Recognizing that we do not, in fact, tend to think of high schools as part of the history of higher education, Composing the American High School explores the continually vexing, if often under-examined, connections between writing instruction in American high schools and colleges. The book analyzes archival evidence as diverse as school board reports, news publications, and faculty and student writing to demonstrate that high schools were a vital context for advanced writing instruction for individuals and communities, and not usefully distinguished from colleges in their early years. Instead, high schools are very clearly a part of the democratic impulse to increase access to higher learning to a broad array of students, and were sites of meaningful, theorized writing and rhetoric instruction that prepared students as teachers, writers, workers and community leaders. As such, they provide significant insights into the histories of writing teaching and learning for groups least represented by traditional histories in the field of rhetoric and composition: women, African American, and working class students, who were variously debarred or discouraged from nineteenth-century colleges proper.
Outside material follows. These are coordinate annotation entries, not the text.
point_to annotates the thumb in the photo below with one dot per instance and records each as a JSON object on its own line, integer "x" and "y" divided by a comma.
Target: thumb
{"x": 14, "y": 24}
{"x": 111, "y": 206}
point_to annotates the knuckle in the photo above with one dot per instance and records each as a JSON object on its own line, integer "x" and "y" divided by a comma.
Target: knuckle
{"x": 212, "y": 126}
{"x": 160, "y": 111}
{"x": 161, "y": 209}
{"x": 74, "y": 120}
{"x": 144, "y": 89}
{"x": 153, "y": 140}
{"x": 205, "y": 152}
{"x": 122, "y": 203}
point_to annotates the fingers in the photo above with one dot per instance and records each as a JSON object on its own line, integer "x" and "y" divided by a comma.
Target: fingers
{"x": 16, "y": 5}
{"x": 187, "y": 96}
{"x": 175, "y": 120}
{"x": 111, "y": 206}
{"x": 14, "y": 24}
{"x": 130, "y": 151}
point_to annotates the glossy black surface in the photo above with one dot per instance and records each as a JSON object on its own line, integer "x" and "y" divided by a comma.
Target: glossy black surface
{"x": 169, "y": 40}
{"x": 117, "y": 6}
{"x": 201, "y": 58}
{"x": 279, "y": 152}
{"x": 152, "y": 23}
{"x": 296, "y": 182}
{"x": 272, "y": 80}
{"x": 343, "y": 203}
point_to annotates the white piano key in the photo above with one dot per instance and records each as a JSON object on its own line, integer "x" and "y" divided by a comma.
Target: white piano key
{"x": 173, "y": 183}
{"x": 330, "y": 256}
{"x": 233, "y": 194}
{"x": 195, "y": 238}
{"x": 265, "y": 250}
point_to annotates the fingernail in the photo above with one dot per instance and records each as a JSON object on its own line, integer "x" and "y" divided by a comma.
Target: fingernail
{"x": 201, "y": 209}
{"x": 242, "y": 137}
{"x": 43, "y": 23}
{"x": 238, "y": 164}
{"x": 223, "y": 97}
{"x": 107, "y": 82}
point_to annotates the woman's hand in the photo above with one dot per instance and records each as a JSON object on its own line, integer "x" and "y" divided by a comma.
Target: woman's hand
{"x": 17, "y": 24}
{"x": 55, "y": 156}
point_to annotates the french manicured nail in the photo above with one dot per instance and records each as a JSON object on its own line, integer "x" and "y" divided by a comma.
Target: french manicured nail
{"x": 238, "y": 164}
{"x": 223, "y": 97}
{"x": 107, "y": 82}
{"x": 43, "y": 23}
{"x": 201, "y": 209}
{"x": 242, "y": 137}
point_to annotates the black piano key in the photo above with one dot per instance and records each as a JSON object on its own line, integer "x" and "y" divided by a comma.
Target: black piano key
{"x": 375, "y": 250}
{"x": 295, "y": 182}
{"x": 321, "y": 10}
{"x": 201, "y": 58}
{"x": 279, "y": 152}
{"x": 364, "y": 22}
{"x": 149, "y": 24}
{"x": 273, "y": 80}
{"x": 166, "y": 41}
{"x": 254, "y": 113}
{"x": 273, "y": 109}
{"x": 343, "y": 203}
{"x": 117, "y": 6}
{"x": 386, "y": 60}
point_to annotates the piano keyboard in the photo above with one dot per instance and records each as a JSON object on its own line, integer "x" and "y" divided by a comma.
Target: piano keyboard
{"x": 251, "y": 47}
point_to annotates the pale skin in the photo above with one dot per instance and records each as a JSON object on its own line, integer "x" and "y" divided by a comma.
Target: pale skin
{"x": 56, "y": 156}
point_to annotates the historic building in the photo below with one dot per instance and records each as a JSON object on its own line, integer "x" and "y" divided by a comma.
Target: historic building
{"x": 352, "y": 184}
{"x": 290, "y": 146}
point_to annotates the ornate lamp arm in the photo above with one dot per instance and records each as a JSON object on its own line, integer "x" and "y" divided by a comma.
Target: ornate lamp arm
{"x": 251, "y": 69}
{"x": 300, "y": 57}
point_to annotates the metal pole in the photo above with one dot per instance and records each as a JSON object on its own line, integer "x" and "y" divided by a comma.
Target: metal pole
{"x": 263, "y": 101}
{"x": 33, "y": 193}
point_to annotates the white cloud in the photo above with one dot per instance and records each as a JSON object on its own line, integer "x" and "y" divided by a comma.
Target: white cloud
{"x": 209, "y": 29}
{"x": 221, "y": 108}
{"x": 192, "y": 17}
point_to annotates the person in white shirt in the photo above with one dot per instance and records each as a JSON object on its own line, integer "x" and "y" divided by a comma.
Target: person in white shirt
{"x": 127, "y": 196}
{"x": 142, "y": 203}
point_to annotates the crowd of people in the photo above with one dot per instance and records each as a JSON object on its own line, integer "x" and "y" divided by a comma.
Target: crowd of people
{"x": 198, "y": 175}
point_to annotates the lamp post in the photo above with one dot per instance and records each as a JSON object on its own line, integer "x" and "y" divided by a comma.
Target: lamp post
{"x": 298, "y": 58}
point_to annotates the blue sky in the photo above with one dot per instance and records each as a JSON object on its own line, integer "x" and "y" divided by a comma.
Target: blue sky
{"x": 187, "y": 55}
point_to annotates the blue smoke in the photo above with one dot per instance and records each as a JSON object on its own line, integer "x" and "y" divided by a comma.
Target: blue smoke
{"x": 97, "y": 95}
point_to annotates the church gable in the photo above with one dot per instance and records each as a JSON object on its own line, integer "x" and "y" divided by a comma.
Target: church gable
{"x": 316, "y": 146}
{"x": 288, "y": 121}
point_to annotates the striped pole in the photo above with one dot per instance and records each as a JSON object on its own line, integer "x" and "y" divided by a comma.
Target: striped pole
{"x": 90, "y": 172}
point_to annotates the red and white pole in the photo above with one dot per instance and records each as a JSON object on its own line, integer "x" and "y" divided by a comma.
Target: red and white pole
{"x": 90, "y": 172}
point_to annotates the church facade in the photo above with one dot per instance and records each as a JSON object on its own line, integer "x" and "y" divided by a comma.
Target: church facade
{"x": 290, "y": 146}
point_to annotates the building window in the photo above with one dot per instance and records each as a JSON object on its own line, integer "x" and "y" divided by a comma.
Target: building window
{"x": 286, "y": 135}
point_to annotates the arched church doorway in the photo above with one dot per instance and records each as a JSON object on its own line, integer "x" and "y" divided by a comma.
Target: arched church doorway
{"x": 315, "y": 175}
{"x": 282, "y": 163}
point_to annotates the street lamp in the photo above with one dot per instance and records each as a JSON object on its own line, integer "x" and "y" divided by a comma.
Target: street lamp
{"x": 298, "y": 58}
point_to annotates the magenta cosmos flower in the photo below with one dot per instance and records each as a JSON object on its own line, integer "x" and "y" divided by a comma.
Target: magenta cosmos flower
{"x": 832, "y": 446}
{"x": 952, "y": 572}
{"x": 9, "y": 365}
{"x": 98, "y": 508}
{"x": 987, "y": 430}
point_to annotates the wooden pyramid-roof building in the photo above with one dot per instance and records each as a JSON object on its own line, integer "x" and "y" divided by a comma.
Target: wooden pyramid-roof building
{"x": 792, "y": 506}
Because A Shared History takes seriously the role of high schools in the history of college writing, it addresses a blind spot in the field of rhetoric and composition, which has tended to ignore the histories of high schools, and bridges a gap between the fields of rhetoric and composition and education, which too seldom collaborate around their shared histories and investments in writing studies. It provides a shared history for secondary and college teachers, as opposed to a narrative of division and distinctiveness that relies on the suppression of value of high schools in relation to colleges. With the strong emergence of dual credit and concurrent enrollment programs in recent years, these connections and the definitional question of “what is college-level writing” is taking on pressing relevance to teachers and students alike, and historically grounded perspectives will help us articulate purposes and definitions for college-level writing that will endure even as institutional landscapes and labor relations continue to shift. In providing this historical context, this research project offers relevant and valuable information to both historians and those invested in the schools of today and tomorrow.